Wednesday, August 8, 2012

Bidayatul Mujtahid + Fathul Bary

oleh Hasan Al-Jaizy

Beberapa point yang mewakili rasa:

[1] Di Islamic Book Fair kemarin, saya melihat penjualan kitab Fathul Bary tapi terjemahan ke bahasa Indonesia. Tebal sekali. Melihatnya saja sudah membuat saya heran. Pertanyaan: 'Memangnya Fathul Bary cocok dibaca secara terjemahan???'

[2] Masalahnya begini lho. Bahasa terjemahan itu secara umum tidak mewakili bahasa aslinya [Arabic], entah secara 'taste' atau makna. Kemudian, saya pun membeli kitab Bidayatul Mujtahid [karya Ibnu Rusyd] yang berisikan perbedaan2 pendapat para fuqaha dalam perkara2 fiqhiyyah. Ketika membacanya, justru saya jadi kebingungan , rasanya beraaaaaat sekali dan sulit dicerna. Justru lebih enak ke kitab aslinya. Meskipun tak dapat dipungkiri, ada beberapa dari hasil terjemahan memeperjelas makna. Tapi, itu minors.

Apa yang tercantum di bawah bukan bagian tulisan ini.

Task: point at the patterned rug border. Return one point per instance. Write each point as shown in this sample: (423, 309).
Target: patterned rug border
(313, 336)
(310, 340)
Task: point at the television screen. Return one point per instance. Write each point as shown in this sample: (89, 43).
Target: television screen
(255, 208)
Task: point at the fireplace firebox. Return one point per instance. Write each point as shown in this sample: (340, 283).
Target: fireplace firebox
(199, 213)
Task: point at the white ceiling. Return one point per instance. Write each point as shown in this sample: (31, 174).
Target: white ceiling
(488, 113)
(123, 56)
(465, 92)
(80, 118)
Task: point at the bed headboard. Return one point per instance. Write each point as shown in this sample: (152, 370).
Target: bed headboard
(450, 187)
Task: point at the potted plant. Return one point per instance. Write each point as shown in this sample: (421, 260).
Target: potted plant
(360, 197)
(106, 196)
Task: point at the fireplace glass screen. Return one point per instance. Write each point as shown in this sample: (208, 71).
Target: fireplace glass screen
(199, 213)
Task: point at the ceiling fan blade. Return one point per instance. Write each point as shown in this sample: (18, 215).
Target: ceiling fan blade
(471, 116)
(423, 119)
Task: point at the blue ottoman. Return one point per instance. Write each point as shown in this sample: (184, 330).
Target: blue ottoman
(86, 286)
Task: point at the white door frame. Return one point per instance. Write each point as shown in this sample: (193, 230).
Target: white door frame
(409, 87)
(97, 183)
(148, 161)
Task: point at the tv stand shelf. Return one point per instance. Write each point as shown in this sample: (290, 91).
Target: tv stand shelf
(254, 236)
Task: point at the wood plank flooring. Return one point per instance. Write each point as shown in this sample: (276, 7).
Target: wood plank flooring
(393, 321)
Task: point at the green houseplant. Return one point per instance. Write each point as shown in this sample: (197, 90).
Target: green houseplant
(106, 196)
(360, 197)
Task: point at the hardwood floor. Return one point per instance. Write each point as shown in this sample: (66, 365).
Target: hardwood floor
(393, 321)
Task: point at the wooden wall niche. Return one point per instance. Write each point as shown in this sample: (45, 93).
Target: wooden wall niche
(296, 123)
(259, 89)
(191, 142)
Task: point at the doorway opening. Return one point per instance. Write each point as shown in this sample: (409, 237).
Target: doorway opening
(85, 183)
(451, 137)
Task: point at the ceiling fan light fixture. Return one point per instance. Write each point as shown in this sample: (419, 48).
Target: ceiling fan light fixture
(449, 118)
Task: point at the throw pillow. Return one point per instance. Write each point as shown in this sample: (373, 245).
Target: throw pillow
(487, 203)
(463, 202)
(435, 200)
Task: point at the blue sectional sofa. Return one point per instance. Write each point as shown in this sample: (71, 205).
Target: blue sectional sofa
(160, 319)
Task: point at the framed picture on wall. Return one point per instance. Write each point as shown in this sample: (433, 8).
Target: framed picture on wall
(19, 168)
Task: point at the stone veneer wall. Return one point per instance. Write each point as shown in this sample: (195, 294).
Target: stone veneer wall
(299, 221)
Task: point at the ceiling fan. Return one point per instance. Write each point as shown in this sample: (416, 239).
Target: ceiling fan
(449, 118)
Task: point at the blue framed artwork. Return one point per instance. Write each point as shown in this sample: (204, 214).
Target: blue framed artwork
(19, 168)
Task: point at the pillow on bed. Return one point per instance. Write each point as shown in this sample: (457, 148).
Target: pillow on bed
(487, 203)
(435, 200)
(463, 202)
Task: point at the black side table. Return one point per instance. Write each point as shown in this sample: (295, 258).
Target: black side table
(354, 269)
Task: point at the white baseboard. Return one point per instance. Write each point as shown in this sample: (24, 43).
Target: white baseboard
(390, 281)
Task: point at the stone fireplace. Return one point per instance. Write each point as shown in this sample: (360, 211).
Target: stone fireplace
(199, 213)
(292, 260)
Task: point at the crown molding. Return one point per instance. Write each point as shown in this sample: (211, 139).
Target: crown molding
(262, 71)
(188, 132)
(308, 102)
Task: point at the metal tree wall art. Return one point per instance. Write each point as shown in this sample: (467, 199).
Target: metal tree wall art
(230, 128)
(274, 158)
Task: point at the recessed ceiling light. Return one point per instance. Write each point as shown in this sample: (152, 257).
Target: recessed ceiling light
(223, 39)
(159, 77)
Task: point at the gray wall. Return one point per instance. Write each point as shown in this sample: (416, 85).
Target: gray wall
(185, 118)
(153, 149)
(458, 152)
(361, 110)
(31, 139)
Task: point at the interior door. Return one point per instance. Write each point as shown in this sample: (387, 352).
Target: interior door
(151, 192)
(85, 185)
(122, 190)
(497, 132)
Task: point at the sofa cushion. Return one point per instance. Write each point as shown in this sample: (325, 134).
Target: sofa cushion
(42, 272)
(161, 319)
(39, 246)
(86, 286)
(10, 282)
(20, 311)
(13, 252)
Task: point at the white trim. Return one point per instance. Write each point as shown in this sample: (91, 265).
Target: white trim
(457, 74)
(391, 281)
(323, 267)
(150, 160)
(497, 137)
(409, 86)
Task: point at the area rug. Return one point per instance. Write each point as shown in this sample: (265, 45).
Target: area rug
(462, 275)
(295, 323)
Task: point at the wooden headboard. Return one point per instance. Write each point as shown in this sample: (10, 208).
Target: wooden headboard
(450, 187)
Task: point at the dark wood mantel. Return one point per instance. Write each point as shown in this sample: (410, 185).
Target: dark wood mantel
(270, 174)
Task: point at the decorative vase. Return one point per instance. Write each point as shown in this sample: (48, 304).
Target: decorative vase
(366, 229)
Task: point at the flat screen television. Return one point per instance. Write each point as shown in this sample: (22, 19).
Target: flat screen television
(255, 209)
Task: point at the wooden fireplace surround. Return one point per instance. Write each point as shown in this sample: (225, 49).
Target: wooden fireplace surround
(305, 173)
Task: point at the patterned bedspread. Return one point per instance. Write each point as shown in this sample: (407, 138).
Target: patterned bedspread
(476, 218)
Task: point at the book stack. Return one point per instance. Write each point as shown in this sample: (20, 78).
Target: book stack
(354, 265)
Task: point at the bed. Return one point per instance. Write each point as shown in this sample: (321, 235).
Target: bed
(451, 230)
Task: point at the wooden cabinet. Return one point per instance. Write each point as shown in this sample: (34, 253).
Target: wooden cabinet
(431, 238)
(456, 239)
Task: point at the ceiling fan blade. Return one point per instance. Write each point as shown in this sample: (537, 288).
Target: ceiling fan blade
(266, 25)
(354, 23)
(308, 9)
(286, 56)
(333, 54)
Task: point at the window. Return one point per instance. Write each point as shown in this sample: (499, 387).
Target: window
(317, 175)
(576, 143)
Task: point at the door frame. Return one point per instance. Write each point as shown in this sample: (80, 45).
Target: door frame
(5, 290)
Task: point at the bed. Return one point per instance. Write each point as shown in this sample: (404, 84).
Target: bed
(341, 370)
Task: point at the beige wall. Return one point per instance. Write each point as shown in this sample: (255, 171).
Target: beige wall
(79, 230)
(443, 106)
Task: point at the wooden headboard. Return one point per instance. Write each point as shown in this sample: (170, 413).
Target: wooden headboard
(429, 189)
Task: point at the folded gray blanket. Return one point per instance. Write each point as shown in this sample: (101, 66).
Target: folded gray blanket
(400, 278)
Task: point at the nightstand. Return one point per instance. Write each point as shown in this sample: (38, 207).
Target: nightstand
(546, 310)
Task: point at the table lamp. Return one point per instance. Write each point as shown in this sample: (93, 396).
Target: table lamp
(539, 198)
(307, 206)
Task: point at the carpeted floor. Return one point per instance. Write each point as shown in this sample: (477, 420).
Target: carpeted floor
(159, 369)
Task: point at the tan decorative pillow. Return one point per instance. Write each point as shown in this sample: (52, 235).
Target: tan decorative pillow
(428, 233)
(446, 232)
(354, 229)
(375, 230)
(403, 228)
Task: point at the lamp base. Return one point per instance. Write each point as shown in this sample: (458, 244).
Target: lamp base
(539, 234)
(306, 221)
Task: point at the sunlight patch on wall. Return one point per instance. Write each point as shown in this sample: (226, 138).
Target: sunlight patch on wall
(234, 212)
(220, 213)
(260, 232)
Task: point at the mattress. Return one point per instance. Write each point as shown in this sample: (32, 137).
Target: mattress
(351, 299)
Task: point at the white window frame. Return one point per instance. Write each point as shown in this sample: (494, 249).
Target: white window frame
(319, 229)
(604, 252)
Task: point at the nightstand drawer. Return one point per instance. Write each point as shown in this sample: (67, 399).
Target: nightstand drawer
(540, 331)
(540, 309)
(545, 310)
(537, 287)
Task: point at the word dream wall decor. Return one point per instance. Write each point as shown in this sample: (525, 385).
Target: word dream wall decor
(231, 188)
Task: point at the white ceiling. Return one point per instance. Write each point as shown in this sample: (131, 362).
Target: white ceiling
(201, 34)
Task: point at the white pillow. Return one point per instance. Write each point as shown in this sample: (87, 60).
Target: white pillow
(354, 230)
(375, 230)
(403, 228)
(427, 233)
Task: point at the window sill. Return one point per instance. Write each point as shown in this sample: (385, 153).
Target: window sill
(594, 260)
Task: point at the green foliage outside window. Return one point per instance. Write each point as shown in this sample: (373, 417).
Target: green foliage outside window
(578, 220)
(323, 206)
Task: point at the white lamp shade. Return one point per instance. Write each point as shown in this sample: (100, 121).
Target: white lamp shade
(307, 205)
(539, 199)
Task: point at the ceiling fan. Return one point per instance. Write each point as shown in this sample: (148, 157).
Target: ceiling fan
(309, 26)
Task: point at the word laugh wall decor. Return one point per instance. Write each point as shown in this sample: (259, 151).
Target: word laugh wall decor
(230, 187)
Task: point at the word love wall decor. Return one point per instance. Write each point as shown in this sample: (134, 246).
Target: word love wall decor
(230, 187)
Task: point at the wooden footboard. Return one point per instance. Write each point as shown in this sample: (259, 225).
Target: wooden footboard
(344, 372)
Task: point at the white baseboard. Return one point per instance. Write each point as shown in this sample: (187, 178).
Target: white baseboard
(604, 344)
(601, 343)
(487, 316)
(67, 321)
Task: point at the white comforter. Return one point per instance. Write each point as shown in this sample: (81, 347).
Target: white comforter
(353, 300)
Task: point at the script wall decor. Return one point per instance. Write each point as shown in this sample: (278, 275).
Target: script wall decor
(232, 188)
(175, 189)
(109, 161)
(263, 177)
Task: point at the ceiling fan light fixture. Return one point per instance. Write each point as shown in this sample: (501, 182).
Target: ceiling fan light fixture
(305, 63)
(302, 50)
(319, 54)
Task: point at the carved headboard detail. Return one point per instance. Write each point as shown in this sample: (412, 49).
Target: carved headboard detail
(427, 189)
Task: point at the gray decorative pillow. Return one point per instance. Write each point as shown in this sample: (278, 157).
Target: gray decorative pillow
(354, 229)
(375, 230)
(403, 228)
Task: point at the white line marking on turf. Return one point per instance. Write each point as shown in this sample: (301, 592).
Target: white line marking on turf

[3] Itu baru kitab Bidayatul Mujtahid, lebih-lebih Fathul Bary; yang menggabungkan pembahasan2 mustalah hadits, juga segala cabang ilmu hadits, khilaf makna kosakata hadits, perincian khilaf perkataan2 fuqaha dan lain-lain. Bukan berarti memicingkan mata atas usaha penerjemah yang luar biasa. Namun...entahlah...

[4] Dan kitab semacam Fathul Bary, bukanlah bacaan pelajar pemula. Jangan mentang2 semangat terkumpul, kemudian membaca kitab tersebut dan merasa yakin akan menguasainya. Yang jadinya, justru itu akan memunculkan rasa futur dan putus asa. Karena benang kusut tak akan bisa dirapikan kecuali oleh yang memiliki jari. Artinya: Jika belum punya alat, cari alat dulu. Dalam arti lain: Belajar juga ada derajat-derajatnya atau levelnya.